Tu te posais la question d'un mal positionnement de l'épaule
gauche.
Ta radiographie de l'épaule ne démontre pas de calcification, peut-
être une discrète ascension de la tête humérale difficile à
interpréter.
L'examen clinique est quasi impossible tant les manifestations
fonctionnelles sont exubérantes. Toutefois, je peux certifier qu'il n'y
a pas d'épanchement de l'épaule gauche et surtout aucun élément
en faveur d'une luxation par exemple postérieure de la tête
humérale, les rotations étant tout à fait symétriques.
Cliniquement l'épaule gauche est douloureuse en regard du long
chef du biceps mais également à la sollicitation de la coiffe en
abduction.
Certes l'examen est très atypique mais compte tenu de ses douleurs
à l'abduction rotation externe et d'une légère ascension de la tête,
j'ai tenté une infiltration par voie sous-acromiale en pensant à une
éventuelle irritation ou tendinopathie de coiffe.

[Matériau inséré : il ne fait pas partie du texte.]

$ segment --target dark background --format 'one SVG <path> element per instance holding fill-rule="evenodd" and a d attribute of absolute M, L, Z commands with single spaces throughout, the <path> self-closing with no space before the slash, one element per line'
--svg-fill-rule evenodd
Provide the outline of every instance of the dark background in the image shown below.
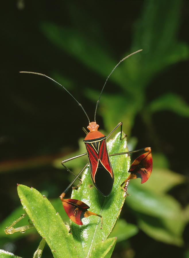
<path fill-rule="evenodd" d="M 178 42 L 186 44 L 188 2 L 180 3 L 176 38 Z M 88 42 L 93 42 L 95 45 L 97 42 L 102 49 L 108 50 L 116 60 L 115 65 L 126 52 L 130 53 L 132 52 L 131 49 L 133 50 L 135 22 L 141 19 L 145 3 L 142 1 L 20 1 L 9 3 L 7 11 L 1 14 L 1 39 L 5 44 L 1 50 L 2 220 L 20 205 L 16 192 L 17 183 L 32 186 L 40 191 L 47 191 L 50 198 L 59 196 L 71 177 L 66 171 L 54 165 L 53 162 L 59 159 L 60 163 L 68 154 L 70 157 L 73 155 L 72 153 L 78 147 L 78 139 L 84 136 L 81 128 L 88 125 L 86 117 L 77 103 L 58 85 L 42 77 L 21 74 L 19 71 L 41 73 L 63 84 L 82 104 L 92 120 L 95 101 L 91 100 L 92 97 L 91 99 L 88 97 L 86 93 L 89 88 L 99 92 L 106 78 L 65 48 L 60 50 L 58 44 L 54 44 L 45 35 L 41 24 L 52 24 L 68 28 L 76 35 L 86 37 Z M 163 7 L 161 8 L 163 12 Z M 159 26 L 162 26 L 161 17 L 159 18 Z M 154 33 L 157 33 L 155 30 Z M 52 38 L 53 30 L 51 33 Z M 72 35 L 74 38 L 74 33 Z M 63 40 L 60 37 L 60 44 Z M 86 53 L 92 62 L 93 55 L 90 56 L 87 49 Z M 162 54 L 163 58 L 165 54 L 162 52 Z M 186 102 L 186 59 L 180 58 L 174 63 L 163 67 L 154 75 L 147 84 L 143 107 L 163 95 L 165 88 L 165 91 L 174 92 L 182 101 Z M 99 69 L 102 66 L 104 69 L 103 64 L 99 60 Z M 106 76 L 113 68 L 110 70 L 107 68 Z M 106 93 L 113 95 L 121 95 L 121 91 L 111 81 L 105 89 Z M 101 104 L 102 102 L 102 100 Z M 97 121 L 101 129 L 107 134 L 112 129 L 111 124 L 110 125 L 105 121 L 101 110 L 99 108 L 97 111 Z M 140 111 L 133 116 L 128 132 L 124 124 L 123 130 L 128 133 L 129 140 L 131 136 L 137 138 L 136 148 L 151 146 L 154 153 L 162 153 L 168 161 L 169 169 L 188 176 L 186 180 L 188 182 L 187 116 L 167 109 L 153 113 L 151 116 L 152 132 L 152 130 L 146 129 L 148 123 L 144 124 L 145 119 L 141 115 L 142 110 Z M 119 122 L 118 115 L 117 120 L 111 123 L 115 126 Z M 188 190 L 187 184 L 184 183 L 175 186 L 169 194 L 184 208 L 188 202 Z M 129 222 L 135 222 L 126 208 L 122 216 Z M 184 232 L 186 243 L 182 246 L 157 241 L 140 230 L 126 244 L 123 241 L 118 244 L 112 257 L 188 257 L 186 252 L 188 248 L 188 225 Z M 38 242 L 35 239 L 34 242 L 31 239 L 28 241 L 24 239 L 15 242 L 14 252 L 23 257 L 31 257 L 32 248 L 33 253 Z M 144 244 L 146 242 L 149 247 L 147 250 Z M 28 254 L 27 250 L 23 250 L 23 243 L 32 247 L 31 250 L 28 249 L 30 252 Z M 46 257 L 51 257 L 49 250 L 45 251 L 47 252 Z"/>

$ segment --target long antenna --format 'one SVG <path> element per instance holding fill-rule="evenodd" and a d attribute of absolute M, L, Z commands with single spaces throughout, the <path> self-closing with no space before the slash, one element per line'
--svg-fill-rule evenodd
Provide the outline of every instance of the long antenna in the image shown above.
<path fill-rule="evenodd" d="M 71 96 L 72 96 L 72 98 L 73 99 L 74 99 L 76 101 L 77 103 L 78 103 L 78 105 L 80 106 L 80 107 L 82 109 L 84 113 L 85 113 L 85 115 L 86 115 L 86 116 L 87 118 L 87 119 L 88 120 L 89 122 L 90 123 L 90 120 L 89 120 L 89 119 L 88 118 L 88 116 L 87 115 L 87 114 L 86 113 L 86 112 L 85 112 L 85 110 L 84 109 L 84 108 L 83 107 L 83 106 L 82 105 L 81 105 L 81 104 L 80 104 L 80 103 L 79 103 L 78 102 L 78 101 L 77 100 L 77 99 L 74 97 L 74 96 L 72 94 L 71 94 L 71 93 L 70 93 L 70 92 L 69 92 L 69 91 L 68 91 L 68 90 L 66 89 L 64 87 L 64 86 L 63 86 L 63 85 L 62 85 L 60 83 L 58 83 L 56 81 L 55 81 L 53 79 L 52 79 L 52 78 L 51 78 L 51 77 L 49 77 L 49 76 L 47 76 L 47 75 L 45 75 L 45 74 L 43 74 L 42 73 L 34 73 L 34 72 L 24 72 L 23 71 L 22 71 L 21 72 L 19 72 L 19 73 L 33 73 L 34 74 L 37 74 L 38 75 L 42 75 L 42 76 L 45 76 L 45 77 L 47 77 L 47 78 L 48 78 L 49 79 L 50 79 L 50 80 L 51 80 L 52 81 L 54 81 L 56 83 L 57 83 L 57 84 L 59 84 L 59 85 L 60 85 L 61 86 L 61 87 L 62 87 L 62 88 L 63 88 L 65 90 L 65 91 L 67 91 L 67 92 L 68 93 L 69 93 L 69 94 L 70 95 L 71 95 Z"/>
<path fill-rule="evenodd" d="M 121 60 L 119 62 L 118 64 L 116 65 L 115 67 L 113 69 L 112 71 L 111 71 L 111 73 L 109 75 L 108 77 L 107 77 L 107 79 L 106 80 L 106 81 L 105 82 L 105 84 L 104 84 L 104 86 L 102 87 L 102 90 L 101 91 L 101 92 L 100 93 L 100 96 L 99 96 L 99 99 L 97 101 L 97 104 L 96 104 L 96 107 L 95 109 L 95 122 L 96 122 L 96 114 L 97 113 L 97 107 L 98 107 L 98 105 L 99 105 L 99 103 L 100 102 L 100 98 L 101 97 L 101 95 L 102 95 L 102 92 L 103 91 L 103 90 L 104 89 L 104 88 L 106 84 L 106 83 L 107 82 L 107 81 L 108 79 L 108 78 L 112 74 L 112 73 L 113 72 L 114 70 L 115 70 L 115 68 L 119 65 L 123 61 L 124 61 L 124 60 L 125 60 L 127 58 L 128 58 L 128 57 L 129 57 L 130 56 L 132 56 L 134 54 L 136 54 L 137 53 L 138 53 L 139 52 L 140 52 L 141 51 L 142 51 L 142 49 L 140 49 L 140 50 L 138 50 L 137 51 L 136 51 L 136 52 L 134 52 L 134 53 L 132 53 L 132 54 L 130 54 L 130 55 L 129 55 L 128 56 L 126 56 L 125 57 L 124 57 L 124 58 L 123 58 L 122 60 Z"/>

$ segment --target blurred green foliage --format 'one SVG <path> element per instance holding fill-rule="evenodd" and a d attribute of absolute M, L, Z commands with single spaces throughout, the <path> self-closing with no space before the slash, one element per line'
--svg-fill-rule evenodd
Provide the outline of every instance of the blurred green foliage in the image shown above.
<path fill-rule="evenodd" d="M 94 35 L 92 37 L 87 26 L 81 30 L 78 29 L 82 28 L 83 21 L 82 14 L 76 5 L 69 4 L 69 18 L 73 23 L 72 27 L 47 20 L 42 22 L 40 26 L 41 31 L 46 37 L 46 40 L 50 42 L 54 47 L 57 47 L 59 51 L 66 53 L 72 61 L 77 60 L 79 63 L 85 66 L 88 72 L 90 71 L 89 73 L 95 73 L 104 80 L 118 62 L 119 58 L 121 59 L 133 52 L 143 49 L 142 52 L 122 63 L 111 76 L 108 82 L 113 85 L 113 90 L 109 92 L 107 89 L 107 85 L 106 85 L 97 110 L 98 115 L 103 118 L 108 133 L 115 124 L 122 121 L 124 131 L 129 136 L 132 135 L 134 124 L 140 120 L 143 125 L 140 130 L 148 136 L 148 142 L 157 151 L 155 153 L 152 149 L 154 169 L 148 182 L 140 185 L 136 180 L 136 182 L 131 182 L 129 186 L 128 191 L 130 196 L 126 201 L 126 210 L 131 214 L 132 222 L 136 223 L 136 225 L 126 222 L 123 214 L 123 218 L 118 221 L 110 236 L 111 238 L 117 236 L 118 248 L 123 250 L 121 243 L 128 243 L 126 245 L 129 246 L 126 240 L 142 230 L 155 240 L 180 247 L 184 246 L 186 250 L 185 256 L 187 257 L 188 247 L 183 240 L 183 236 L 188 222 L 189 206 L 184 206 L 180 203 L 176 198 L 176 194 L 171 195 L 170 192 L 172 189 L 176 189 L 179 185 L 188 183 L 188 178 L 170 169 L 170 162 L 167 157 L 160 152 L 161 141 L 157 133 L 157 129 L 154 124 L 154 118 L 160 112 L 165 113 L 168 111 L 178 116 L 179 119 L 177 121 L 179 123 L 180 118 L 189 116 L 189 107 L 182 96 L 172 90 L 171 85 L 169 85 L 169 78 L 165 82 L 161 82 L 163 85 L 163 91 L 162 86 L 159 85 L 161 91 L 159 92 L 158 85 L 156 91 L 158 93 L 157 95 L 153 99 L 148 97 L 148 93 L 155 90 L 151 82 L 156 80 L 161 72 L 167 69 L 169 66 L 176 65 L 188 58 L 187 46 L 178 39 L 182 4 L 181 1 L 179 0 L 142 2 L 141 13 L 133 25 L 130 49 L 122 54 L 120 57 L 115 57 L 111 49 L 107 47 L 108 42 L 103 38 L 103 32 L 100 24 L 97 22 L 94 26 L 92 30 Z M 89 22 L 90 26 L 91 23 Z M 99 40 L 99 35 L 104 39 L 103 43 Z M 58 71 L 54 69 L 53 71 L 53 64 L 49 65 L 52 66 L 50 76 L 70 91 L 76 87 L 72 77 L 61 75 Z M 75 72 L 74 69 L 74 74 Z M 38 78 L 34 79 L 35 81 Z M 88 83 L 90 87 L 87 85 L 82 93 L 95 103 L 99 90 L 92 89 L 90 81 Z M 163 127 L 166 123 L 164 120 L 160 125 Z M 170 130 L 172 130 L 172 128 Z M 62 138 L 65 137 L 66 136 L 64 135 Z M 176 139 L 173 139 L 174 146 L 176 140 Z M 70 154 L 69 157 L 84 152 L 84 145 L 82 146 L 82 143 L 80 141 L 79 149 Z M 176 146 L 175 147 L 176 151 L 180 151 Z M 180 145 L 179 147 L 180 147 Z M 174 157 L 174 159 L 176 158 L 177 157 Z M 70 162 L 69 166 L 76 173 L 78 168 L 84 165 L 85 162 L 82 159 L 77 159 Z M 178 160 L 178 166 L 179 162 Z M 53 159 L 51 163 L 54 167 L 60 169 L 59 159 Z M 186 191 L 184 194 L 186 195 Z M 58 201 L 54 201 L 57 204 L 56 210 L 60 209 Z M 54 205 L 53 202 L 52 203 Z M 18 209 L 5 219 L 1 224 L 1 228 L 8 225 L 15 217 L 23 213 L 21 209 Z M 24 223 L 24 224 L 26 224 Z M 126 232 L 123 235 L 123 231 Z M 2 245 L 8 239 L 15 241 L 25 235 L 18 234 L 10 237 L 3 236 L 1 232 L 0 235 L 2 237 Z M 149 240 L 149 238 L 147 239 Z M 112 240 L 113 238 L 111 239 L 110 241 L 113 242 L 112 244 L 113 245 L 115 241 Z M 141 241 L 141 245 L 143 243 L 142 246 L 145 246 L 146 244 L 144 241 L 143 242 L 142 239 L 139 239 L 139 242 Z M 112 257 L 117 257 L 117 252 L 116 247 L 115 254 L 113 253 Z M 147 257 L 145 252 L 140 253 L 140 257 Z M 155 257 L 155 254 L 153 254 L 151 253 L 150 257 L 153 255 Z M 172 257 L 174 257 L 174 255 L 171 254 Z M 130 256 L 129 255 L 128 256 L 125 255 L 125 256 L 124 256 L 125 255 L 122 255 L 122 257 L 127 258 L 133 257 L 131 255 Z"/>

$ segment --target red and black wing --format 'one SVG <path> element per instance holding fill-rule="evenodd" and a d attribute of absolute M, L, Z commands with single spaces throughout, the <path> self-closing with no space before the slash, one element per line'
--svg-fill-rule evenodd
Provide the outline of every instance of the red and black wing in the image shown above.
<path fill-rule="evenodd" d="M 113 186 L 114 176 L 105 138 L 84 141 L 92 181 L 102 194 L 108 196 Z"/>

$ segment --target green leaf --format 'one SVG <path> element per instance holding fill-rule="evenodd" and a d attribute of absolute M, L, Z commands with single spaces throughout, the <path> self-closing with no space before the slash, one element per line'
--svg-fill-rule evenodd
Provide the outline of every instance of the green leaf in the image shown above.
<path fill-rule="evenodd" d="M 171 93 L 161 96 L 152 101 L 148 109 L 153 113 L 168 110 L 183 116 L 189 117 L 189 106 L 181 97 Z"/>
<path fill-rule="evenodd" d="M 109 154 L 127 151 L 126 138 L 120 140 L 120 133 L 107 143 Z M 126 155 L 110 157 L 114 174 L 114 183 L 109 196 L 104 197 L 92 185 L 90 173 L 87 168 L 82 177 L 82 182 L 78 190 L 72 191 L 72 198 L 84 202 L 90 208 L 89 210 L 102 215 L 103 220 L 102 229 L 100 220 L 95 216 L 83 219 L 84 225 L 79 226 L 72 222 L 71 229 L 76 242 L 81 243 L 84 256 L 91 253 L 93 247 L 99 240 L 105 240 L 112 230 L 119 217 L 125 198 L 120 187 L 128 175 L 130 158 Z"/>
<path fill-rule="evenodd" d="M 0 256 L 1 258 L 21 258 L 20 256 L 15 255 L 11 253 L 2 249 L 0 249 Z"/>
<path fill-rule="evenodd" d="M 18 193 L 24 209 L 54 257 L 76 256 L 72 235 L 47 199 L 36 190 L 19 185 Z"/>
<path fill-rule="evenodd" d="M 114 248 L 116 237 L 112 237 L 102 240 L 93 249 L 91 258 L 109 258 L 110 257 Z"/>
<path fill-rule="evenodd" d="M 134 236 L 138 231 L 138 228 L 135 225 L 127 223 L 125 220 L 119 219 L 109 236 L 117 237 L 117 242 L 119 242 Z"/>

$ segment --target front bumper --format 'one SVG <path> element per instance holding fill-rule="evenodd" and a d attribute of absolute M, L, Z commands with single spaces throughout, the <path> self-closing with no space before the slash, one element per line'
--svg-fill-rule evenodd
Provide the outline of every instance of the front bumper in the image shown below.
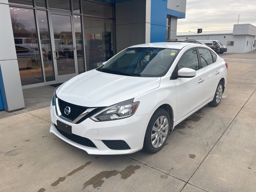
<path fill-rule="evenodd" d="M 50 132 L 89 154 L 101 155 L 128 154 L 142 149 L 150 117 L 149 114 L 139 116 L 134 114 L 127 118 L 103 122 L 96 122 L 88 118 L 78 124 L 74 124 L 58 116 L 55 106 L 51 104 L 50 113 L 52 124 Z M 85 146 L 65 137 L 58 131 L 54 125 L 57 125 L 57 120 L 71 126 L 73 134 L 90 139 L 96 147 Z M 110 149 L 102 141 L 105 140 L 124 141 L 130 149 Z"/>

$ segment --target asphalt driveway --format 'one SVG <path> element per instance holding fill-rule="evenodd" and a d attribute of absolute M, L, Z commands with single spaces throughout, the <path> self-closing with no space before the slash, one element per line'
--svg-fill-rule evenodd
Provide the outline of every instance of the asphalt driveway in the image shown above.
<path fill-rule="evenodd" d="M 0 112 L 0 191 L 255 191 L 256 52 L 221 56 L 220 104 L 181 123 L 154 154 L 92 155 L 68 144 L 49 132 L 48 95 Z"/>

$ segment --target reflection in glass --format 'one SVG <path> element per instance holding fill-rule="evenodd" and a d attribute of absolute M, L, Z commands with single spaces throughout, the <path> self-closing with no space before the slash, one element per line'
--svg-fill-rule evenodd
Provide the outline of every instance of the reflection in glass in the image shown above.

Après l'injection comprenant de la Xylocaïne, la mobilité de l'épaule
était complète et la patiente se disait améliorée.
Quoi qu'il en soit la présentation est par trop colorée, je doute que
ce geste transforme l'avenir mais peut-être qu'il permettra à la
patiente de continuer son stage qu'elle effectue pour le chômage.
Il est certain que l'Al ne rentrera pas en matière pour une prise en
charge pour le moins sur le plan somatique. Je ne te propose aucune
autre investigation. Quant au traitement, il est basé sur du Dafalgan,
du Zaldiar et parfois du Ponstan, tous les médicaments sont mal
tolérés comme on peut s'y attendre dans ces situations."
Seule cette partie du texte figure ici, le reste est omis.